Please share your knowledge and ideas I know theres tons of help on this forum. 
thanks! :bigsmile:


----------



## ItsADucati2012 (Dec 26, 2012)

:huh:why is it so hard to upload pics!?


----------



## robbo266317 (Sep 22, 2008)

You have seven posts so that shouldn't be an issue.
Are you getting any error messages?


----------



## hjones4841 (Jan 21, 2009)

Have you thought about a motorized retractable screen in front of the fireplace? Kinda pricey, tho.


----------



## ItsADucati2012 (Dec 26, 2012)

that sounds Awesome- BUT what do I do with my old TV haha? Also my "basement" Ceiling is 7.5 FT
Its not really a basement though because I have a 4 level SPLIT home.


----------



## spartanstew (May 7, 2009)

Any luck on those pics?


----------



## ItsADucati2012 (Dec 26, 2012)

I was thinkin about putting this carpet down. What do you think?


----------



## robbo266317 (Sep 22, 2008)

That's not a bad looking carpet. Is it darker than the picture suggests?


----------



## ALMFamily (Oct 19, 2011)

I saw that carpet here in WI as well - or something very close to it. I liked how it looked - but my wife liked the darker gray so you can guess which one we ended up with.....


----------



## robbo266317 (Sep 22, 2008)

Here are some pictures of the current possible setups for ItsADucati2012. 
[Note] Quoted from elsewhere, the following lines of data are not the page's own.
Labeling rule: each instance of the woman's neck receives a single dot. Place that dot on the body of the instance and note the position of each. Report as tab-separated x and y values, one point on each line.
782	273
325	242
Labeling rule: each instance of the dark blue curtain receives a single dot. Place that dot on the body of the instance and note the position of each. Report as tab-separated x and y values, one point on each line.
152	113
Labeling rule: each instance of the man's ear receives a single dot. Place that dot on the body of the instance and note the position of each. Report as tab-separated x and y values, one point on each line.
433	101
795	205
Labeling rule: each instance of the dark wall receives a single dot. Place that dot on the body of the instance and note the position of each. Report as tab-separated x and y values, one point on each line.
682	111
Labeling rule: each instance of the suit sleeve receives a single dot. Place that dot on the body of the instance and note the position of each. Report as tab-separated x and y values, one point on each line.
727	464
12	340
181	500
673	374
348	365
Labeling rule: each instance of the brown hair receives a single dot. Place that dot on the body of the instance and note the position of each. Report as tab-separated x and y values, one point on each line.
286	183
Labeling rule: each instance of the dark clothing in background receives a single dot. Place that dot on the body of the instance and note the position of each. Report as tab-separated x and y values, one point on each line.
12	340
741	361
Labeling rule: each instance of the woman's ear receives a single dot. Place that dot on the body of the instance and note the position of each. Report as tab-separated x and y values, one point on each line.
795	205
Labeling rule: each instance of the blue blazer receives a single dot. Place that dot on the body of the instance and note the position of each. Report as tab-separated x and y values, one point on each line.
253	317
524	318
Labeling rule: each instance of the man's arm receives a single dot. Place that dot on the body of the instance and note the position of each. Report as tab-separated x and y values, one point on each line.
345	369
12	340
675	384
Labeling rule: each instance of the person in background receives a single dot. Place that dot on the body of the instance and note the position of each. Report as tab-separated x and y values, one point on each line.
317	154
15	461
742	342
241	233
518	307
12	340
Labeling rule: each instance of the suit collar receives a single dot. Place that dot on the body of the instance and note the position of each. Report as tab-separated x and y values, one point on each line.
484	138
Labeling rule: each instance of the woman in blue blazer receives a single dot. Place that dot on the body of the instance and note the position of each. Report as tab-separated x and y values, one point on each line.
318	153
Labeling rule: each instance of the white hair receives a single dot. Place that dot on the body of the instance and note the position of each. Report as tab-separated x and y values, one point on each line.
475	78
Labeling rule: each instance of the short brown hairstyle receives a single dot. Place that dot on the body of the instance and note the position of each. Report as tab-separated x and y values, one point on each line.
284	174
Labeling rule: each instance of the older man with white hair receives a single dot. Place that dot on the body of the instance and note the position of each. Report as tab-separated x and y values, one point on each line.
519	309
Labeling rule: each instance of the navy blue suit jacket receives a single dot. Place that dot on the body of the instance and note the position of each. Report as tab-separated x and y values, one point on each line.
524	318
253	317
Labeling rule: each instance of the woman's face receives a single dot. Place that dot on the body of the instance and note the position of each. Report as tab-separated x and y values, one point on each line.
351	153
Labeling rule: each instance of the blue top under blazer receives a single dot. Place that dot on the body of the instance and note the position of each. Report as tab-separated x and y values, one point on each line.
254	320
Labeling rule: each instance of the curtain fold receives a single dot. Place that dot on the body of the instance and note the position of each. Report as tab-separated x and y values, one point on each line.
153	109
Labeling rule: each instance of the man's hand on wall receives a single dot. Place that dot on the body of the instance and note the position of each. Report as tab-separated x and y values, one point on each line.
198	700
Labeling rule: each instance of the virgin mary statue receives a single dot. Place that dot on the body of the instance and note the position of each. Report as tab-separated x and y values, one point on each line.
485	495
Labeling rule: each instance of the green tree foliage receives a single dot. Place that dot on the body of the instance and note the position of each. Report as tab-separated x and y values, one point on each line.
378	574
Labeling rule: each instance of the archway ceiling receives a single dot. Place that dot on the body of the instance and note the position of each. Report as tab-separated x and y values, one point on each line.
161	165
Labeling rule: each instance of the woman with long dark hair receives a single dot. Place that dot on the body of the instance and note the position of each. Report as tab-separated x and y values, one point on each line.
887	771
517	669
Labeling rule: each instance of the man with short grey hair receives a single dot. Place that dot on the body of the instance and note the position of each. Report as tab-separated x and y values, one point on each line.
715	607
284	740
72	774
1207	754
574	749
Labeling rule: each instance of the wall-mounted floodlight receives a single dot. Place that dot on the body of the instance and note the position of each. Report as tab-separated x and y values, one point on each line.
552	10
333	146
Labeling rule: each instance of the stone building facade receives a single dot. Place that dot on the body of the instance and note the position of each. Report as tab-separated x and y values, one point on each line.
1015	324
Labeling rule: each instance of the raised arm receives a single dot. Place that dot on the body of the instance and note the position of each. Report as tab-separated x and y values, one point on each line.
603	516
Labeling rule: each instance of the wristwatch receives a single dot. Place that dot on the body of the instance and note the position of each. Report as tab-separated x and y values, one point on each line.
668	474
His main questions concern where to set things up and what changes would you recommend.



> I have a basement/finished sort of ..the panels are driving me nuts.
> I cant stand to look at these ugly panels anymore.
> 
> I can do the work no problem. I just need some Ideas.
> ...


----------



## ItsADucati2012 (Dec 26, 2012)

Its found on cinemashop.com i forgot the name of it but that is a great website they have tons of carpets im going to check some out today ill take some pics at the store.

Another thing, What can i do to fix the corner slabs which are broken off the edge of the french drain.?


----------



## robbo266317 (Sep 22, 2008)

ItsADucati2012 said:


> Another thing, What can i do to fix the corner slabs which are broken off the edge of the french drain.?
> 
> View attachment 39826
> 
> ...


What is a french drain? I am unfamiliar with the term.


----------



## ItsADucati2012 (Dec 26, 2012)

http://basementdoc.com/waterproofing/french-drains/

So this is where I'm at now. I need your help with my window framing


----------



## robbo266317 (Sep 22, 2008)

What is the issue you are having with the window framing?


----------